Finalmente – II domenica di Avvento

battistaEra stato annunciato da secoli, da quando Israele era stato ridotto in schiavitù. Si aspettava qualcuno che potesse dare alla storia un volto nuovo. Per questo i profeti ne avevano tenuto viva l’attesa, ma poi si sa, il tempo finisce per logorare ogni cosa, persino l’attesa dell’amato. Accade, infatti: accade, cioè, che quando gli appuntamenti dati vengono mancati, si finisca per convincersi che non c’è da attendersi più nulla.

Ad un tratto, invece, come un urlo nella notte più assonnata, quando ormai tutto sembra precipitare nel buio più profondo, si leva la voce di Giovanni Battista: sta arrivando colui che solo può ricollocare ogni cosa al suo posto. Nulla può più proseguire come un tempo. Non c’è tempo da perdere. Anzi. Bisogna darsi da fare per non farsi trovare impreparati all’incontro. C’è da cambiar vita, grida Giovanni, c’è da cambiare modo di stare al mondo. Come dar torto a Giovanni? Si può giungere impreparati all’incontro con Dio? Si può mancare il bersaglio di fronte a una simile opportunità?

Giovanni incalza: D’ora in avanti, le strade vanno raddrizzate, le colline spianate, i burroni colmati così da incedere speditamente al luogo in cui il Messia fissa l’appuntamento per l’umanità. Proprio come i contadini sull’aia, così il Messia comincerà a distinguere le cose, il grano da una parte, la pula dall’altra, il grano nel deposito, la pula dispersa al vento.

Alla radice di ogni cosa è conficcata una scure: l’esito sarà nefasto là dove non ci sono segni di fecondità. Nessuno può sentirsi garantito, neppure chi crede di poter vantare di essere discendenza di Abramo. Tale appartenenza non salva nessuno se non si è in grado di produrre un frutto degno della conversione.

Così il Battista.

Caspita! Se neppure le persone migliori si salvano (“Razza di vipere! Chi vi ha fatto credere di poter sfuggire all’ira imminente?”), che via di scampo avrò mai io?

E, tuttavia, se è vero che Giovanni azzecca l’ora della visita di Dio, non riesce a fare centro quanto ai modi di quella visita. Dio si rende presente, Dio compie la promessa ma non come Giovanni lo annuncia. Il primo a doversi convertire sarà proprio lui, Giovanni. Di lì a poco, infatti, proprio mentre tutti si recavano da lui per farsi battezzare, si ritroverà in fila tra gli altri il Figlio stesso di Dio. Ma come? Che c’entri tu con loro? protesterà Giovanni. E Giovanni dovrà acconsentire a un diverso modo di agire da parte di Dio. Dio non viene mai come Giovanni si sarebbe immaginato. Egli assume tutt’altra strada: accetta di entrare nella tua vita così com’è per farla poi diventare come ella risplende agli occhi di Dio.

Sceglie di entrare nella storia non spegnendo il lucignolo fumigante, non alzando la voce, non spezzando la canna incrinata, non con gesti di forza.

Sceglie di entrare nella storia mediante la carne di un uomo in tutto simile a noi di fronte al quale si può patire persino lo scandalo come ci ricorderà il vangelo di domenica prossima.

Sceglie di entrare nella storia attraverso la via dell’umiltà, mediante l’infinitamente piccolo che tu scarteresti a priori.

Sceglie di entrare nella storia conferendo maggior onore a ciò che tu disprezzeresti.
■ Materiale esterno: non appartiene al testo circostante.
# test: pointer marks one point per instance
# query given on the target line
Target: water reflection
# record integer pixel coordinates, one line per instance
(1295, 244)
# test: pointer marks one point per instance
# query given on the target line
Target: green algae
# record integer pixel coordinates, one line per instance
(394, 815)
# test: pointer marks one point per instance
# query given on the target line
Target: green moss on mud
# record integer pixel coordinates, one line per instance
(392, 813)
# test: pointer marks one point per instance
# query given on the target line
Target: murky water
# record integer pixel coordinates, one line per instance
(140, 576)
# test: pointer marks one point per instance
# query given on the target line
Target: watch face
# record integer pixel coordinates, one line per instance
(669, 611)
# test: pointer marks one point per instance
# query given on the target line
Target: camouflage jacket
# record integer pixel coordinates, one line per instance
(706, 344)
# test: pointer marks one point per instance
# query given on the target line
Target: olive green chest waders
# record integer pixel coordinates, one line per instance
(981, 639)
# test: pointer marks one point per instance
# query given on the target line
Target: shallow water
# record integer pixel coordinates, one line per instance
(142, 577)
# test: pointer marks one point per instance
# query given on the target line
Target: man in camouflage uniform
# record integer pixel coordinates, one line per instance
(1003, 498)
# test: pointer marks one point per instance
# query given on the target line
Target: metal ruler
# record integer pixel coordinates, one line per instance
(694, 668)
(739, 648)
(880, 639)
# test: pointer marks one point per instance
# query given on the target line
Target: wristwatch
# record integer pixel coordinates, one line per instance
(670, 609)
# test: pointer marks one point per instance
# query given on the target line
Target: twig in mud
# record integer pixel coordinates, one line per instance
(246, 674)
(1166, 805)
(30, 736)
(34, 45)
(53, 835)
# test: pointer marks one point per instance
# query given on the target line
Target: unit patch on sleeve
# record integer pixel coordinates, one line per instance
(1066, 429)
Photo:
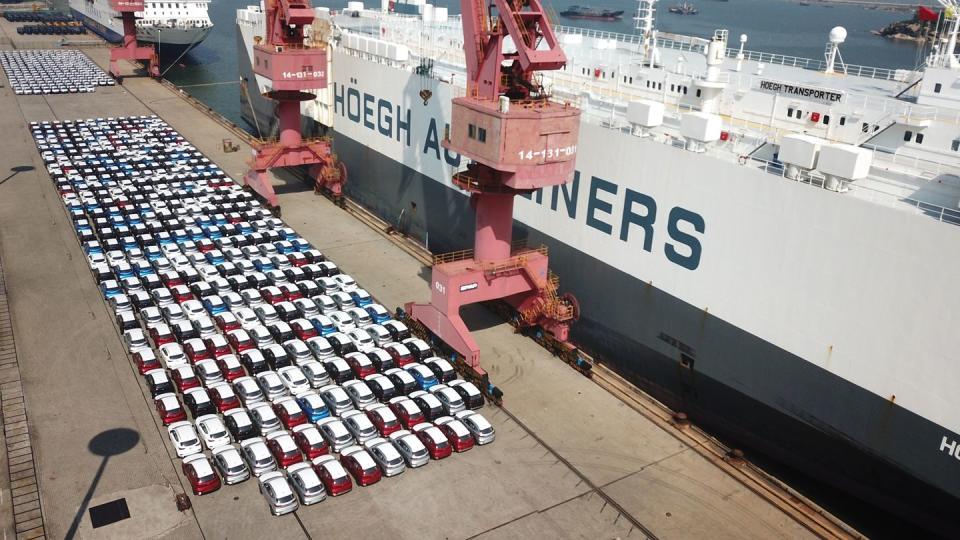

Sceglie di entrare nella storia usando misericordia, ossia, mediante il perdono (che è un atto di creazione nuova), mettendo l’uomo nella condizione di fare suo il progetto degli inizi. Che cos’è, infatti, il regno di Dio se non la terra così come Dio l’aveva concepita?

Sceglie di entrare nella storia mediante la via degli inizi modesti e nascosti, mediante lo sguardo dal basso.

Anche il Cristo annuncerà la conversione ma di tutt’altro genere rispetto a quella del Battista: non una conversione che nasce dalla paura dell’ira imminente ma un cambiamento che matura dalla certezza che Dio si rende presente nella tua vita facendola sua. La paura fa cadere nella schiavitù, la fiducia, invece, genera uomini liberi.